Nein zur EU als politischer Union -
für ein gemeinsames Europa souveräner Staaten

Während die EU-Regierungen beim Brüsseler Gipfel wieder einmal die Gelegenheit verpaßten, eine wirkliche Lösung für die Finanzkrise oder die Eurokrise anzugehen, mehren sich - nicht zuletzt von seiten der SPD und der Grünen - Stimmen, die die Krise benutzen wollen, um durch die Umwandlung der EU in eine politische Union die letzten Reste nationaler Souveränität zu beseitigen. Das wird die Krise jedoch nur verschlimmern.

Der jüngste EU-Gipfel in Brüssel hat zwar nichts Substantielles getan, um Lösungen für die globale Finanzkrise oder für die Eurokrise vorzuschlagen oder zu beschließen, dafür brachten die Auseinandersetzungen in seinem Umfeld aber eine Reihe interessanter Tatbestände ans Tageslicht. Auch wenn dank der von Bundeskanzlerin Merkel vertretenen Position die schlimmsten Varianten der Umwandlung der EU in eine Transferunion zumindest für den Augenblick aufgehalten wurden, so wurde erneut deutlich, daß die diversen Vertreter der EU-Institutionen sich primär als Verfechter des ach so „notleidenden“ Bankensektors, und das heißt konkret, der Inter-Alpha-Gruppe des Britischen Empires - verstehen; „koste es, was es wolle“, wie Barroso es formulierte. Vor allem SPD und Grüne offenbarten sich in einer skandalösen Weise als Protagonisten dieser imperialen Europa-Konzeption.

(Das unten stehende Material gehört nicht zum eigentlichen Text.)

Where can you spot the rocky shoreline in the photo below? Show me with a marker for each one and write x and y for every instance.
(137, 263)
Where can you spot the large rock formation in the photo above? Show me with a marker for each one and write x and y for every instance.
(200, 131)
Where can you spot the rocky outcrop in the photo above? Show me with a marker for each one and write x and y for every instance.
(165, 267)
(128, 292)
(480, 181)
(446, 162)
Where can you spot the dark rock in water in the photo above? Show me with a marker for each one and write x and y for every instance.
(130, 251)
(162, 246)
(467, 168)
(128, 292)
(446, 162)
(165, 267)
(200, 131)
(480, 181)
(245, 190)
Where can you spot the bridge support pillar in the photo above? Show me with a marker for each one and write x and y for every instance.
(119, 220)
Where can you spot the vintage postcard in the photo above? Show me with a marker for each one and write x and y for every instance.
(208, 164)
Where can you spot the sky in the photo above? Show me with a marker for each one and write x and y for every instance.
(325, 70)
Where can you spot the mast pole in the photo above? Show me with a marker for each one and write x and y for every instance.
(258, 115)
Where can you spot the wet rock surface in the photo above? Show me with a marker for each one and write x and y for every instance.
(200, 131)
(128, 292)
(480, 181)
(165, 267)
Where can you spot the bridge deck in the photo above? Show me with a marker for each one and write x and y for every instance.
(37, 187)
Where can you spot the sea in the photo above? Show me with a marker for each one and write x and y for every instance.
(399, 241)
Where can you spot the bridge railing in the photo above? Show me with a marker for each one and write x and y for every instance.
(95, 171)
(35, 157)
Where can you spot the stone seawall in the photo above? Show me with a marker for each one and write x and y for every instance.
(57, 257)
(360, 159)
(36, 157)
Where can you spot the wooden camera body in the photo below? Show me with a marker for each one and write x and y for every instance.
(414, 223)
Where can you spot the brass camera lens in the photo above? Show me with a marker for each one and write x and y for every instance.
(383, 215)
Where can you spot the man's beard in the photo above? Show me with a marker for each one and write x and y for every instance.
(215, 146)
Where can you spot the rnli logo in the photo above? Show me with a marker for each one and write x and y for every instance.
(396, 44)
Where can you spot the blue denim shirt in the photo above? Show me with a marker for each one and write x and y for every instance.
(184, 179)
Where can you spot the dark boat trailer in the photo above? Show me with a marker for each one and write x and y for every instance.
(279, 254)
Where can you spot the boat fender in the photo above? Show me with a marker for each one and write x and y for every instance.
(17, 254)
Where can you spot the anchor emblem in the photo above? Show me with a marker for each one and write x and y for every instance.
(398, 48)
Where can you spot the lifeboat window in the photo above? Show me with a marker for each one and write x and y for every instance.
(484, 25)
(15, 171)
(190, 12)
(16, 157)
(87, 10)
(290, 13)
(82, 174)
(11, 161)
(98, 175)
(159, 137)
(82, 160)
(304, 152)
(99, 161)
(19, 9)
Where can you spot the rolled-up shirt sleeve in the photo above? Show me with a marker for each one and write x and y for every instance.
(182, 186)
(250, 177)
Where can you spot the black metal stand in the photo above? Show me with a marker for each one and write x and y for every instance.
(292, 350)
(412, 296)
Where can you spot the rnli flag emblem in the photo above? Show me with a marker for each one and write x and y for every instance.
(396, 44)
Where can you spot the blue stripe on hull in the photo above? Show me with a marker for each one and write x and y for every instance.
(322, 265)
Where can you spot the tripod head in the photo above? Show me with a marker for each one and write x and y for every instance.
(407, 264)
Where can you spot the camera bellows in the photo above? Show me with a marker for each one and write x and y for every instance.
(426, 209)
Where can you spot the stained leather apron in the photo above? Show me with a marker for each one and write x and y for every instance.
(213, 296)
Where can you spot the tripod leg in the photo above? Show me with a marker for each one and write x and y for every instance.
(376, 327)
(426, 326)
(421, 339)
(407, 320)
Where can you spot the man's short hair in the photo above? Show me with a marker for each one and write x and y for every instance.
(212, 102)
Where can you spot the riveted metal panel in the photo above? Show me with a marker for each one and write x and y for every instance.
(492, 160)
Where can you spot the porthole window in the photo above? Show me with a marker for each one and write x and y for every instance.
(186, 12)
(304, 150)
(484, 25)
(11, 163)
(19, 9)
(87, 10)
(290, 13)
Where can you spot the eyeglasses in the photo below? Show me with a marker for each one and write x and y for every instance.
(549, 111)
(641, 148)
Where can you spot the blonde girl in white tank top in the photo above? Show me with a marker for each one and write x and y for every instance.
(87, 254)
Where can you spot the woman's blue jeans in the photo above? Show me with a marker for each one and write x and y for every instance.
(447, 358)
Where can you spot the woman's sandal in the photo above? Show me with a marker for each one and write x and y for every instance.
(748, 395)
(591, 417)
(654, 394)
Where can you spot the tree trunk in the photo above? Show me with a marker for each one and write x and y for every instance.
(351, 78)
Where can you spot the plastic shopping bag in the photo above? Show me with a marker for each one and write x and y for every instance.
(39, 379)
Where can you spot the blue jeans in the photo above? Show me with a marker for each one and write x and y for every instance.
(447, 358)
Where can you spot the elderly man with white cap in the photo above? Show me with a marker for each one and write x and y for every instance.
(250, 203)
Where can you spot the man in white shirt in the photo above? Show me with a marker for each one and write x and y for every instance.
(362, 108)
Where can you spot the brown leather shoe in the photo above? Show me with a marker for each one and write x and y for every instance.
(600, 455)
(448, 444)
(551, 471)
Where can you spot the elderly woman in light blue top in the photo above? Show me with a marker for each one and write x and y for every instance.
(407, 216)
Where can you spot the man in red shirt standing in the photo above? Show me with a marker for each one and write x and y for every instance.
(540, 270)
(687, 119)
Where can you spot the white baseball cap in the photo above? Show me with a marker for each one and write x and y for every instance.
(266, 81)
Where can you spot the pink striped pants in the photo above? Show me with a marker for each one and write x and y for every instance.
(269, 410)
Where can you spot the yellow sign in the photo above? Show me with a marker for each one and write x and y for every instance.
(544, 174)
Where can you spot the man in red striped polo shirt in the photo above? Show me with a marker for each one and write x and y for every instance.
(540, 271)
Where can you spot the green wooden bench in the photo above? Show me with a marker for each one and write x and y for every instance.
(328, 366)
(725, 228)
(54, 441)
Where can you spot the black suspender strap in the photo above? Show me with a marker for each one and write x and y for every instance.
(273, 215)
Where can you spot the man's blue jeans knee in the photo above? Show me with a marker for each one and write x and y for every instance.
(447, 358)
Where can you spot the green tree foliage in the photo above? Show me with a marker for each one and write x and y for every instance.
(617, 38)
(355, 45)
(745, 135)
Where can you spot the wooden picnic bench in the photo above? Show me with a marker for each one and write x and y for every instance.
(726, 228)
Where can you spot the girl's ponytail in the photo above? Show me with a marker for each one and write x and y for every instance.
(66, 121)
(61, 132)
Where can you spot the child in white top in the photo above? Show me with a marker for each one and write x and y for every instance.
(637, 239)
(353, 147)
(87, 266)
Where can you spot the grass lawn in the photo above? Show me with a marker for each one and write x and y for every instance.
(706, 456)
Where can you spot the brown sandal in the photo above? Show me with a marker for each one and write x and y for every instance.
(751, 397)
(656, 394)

Eines ist sicher: Die Eurokrise wird als Teil des Systemzusammenbruchs voll weitergehen. Die Ankündigung der Schaffung eines permanenten Krisenmechanismus ab 1.1. 2013 hat nichts bewirkt, um weitere Spekulationen gegen Irland, Portugal, Spanien, Italien etc. zu stoppen. Noch während der Gipfel tagte, stufte die Ratingagentur Moody’s die Kreditwürdigkeit Irlands um fünf Stufen drastisch herab, was die Zinsaufschläge für Irland nochmals verteuern und damit die Krise weiter zuspitzen wird. Der vor dem Gipfel von der spanischen Finanzministerin Elena Delgado erhobenen Forderung nach einer massiven Ausweitung des Europäischen Stabilitätsfonds wird sehr bald die nach einem Rettungspaket für Spanien folgen, ebenso für Portugal, Italien, selbst Frankreich wurde schon genannt. Die Verdopplung des Kernkapitals der EZB heißt nichts weiter, als daß diese weiter toxische Staatsanleihen aufkaufen will - ein nutzloses und in Richtung Hyperinflation führendes Unterfangen, denn die Schulden des Systems sind unbezahlbar.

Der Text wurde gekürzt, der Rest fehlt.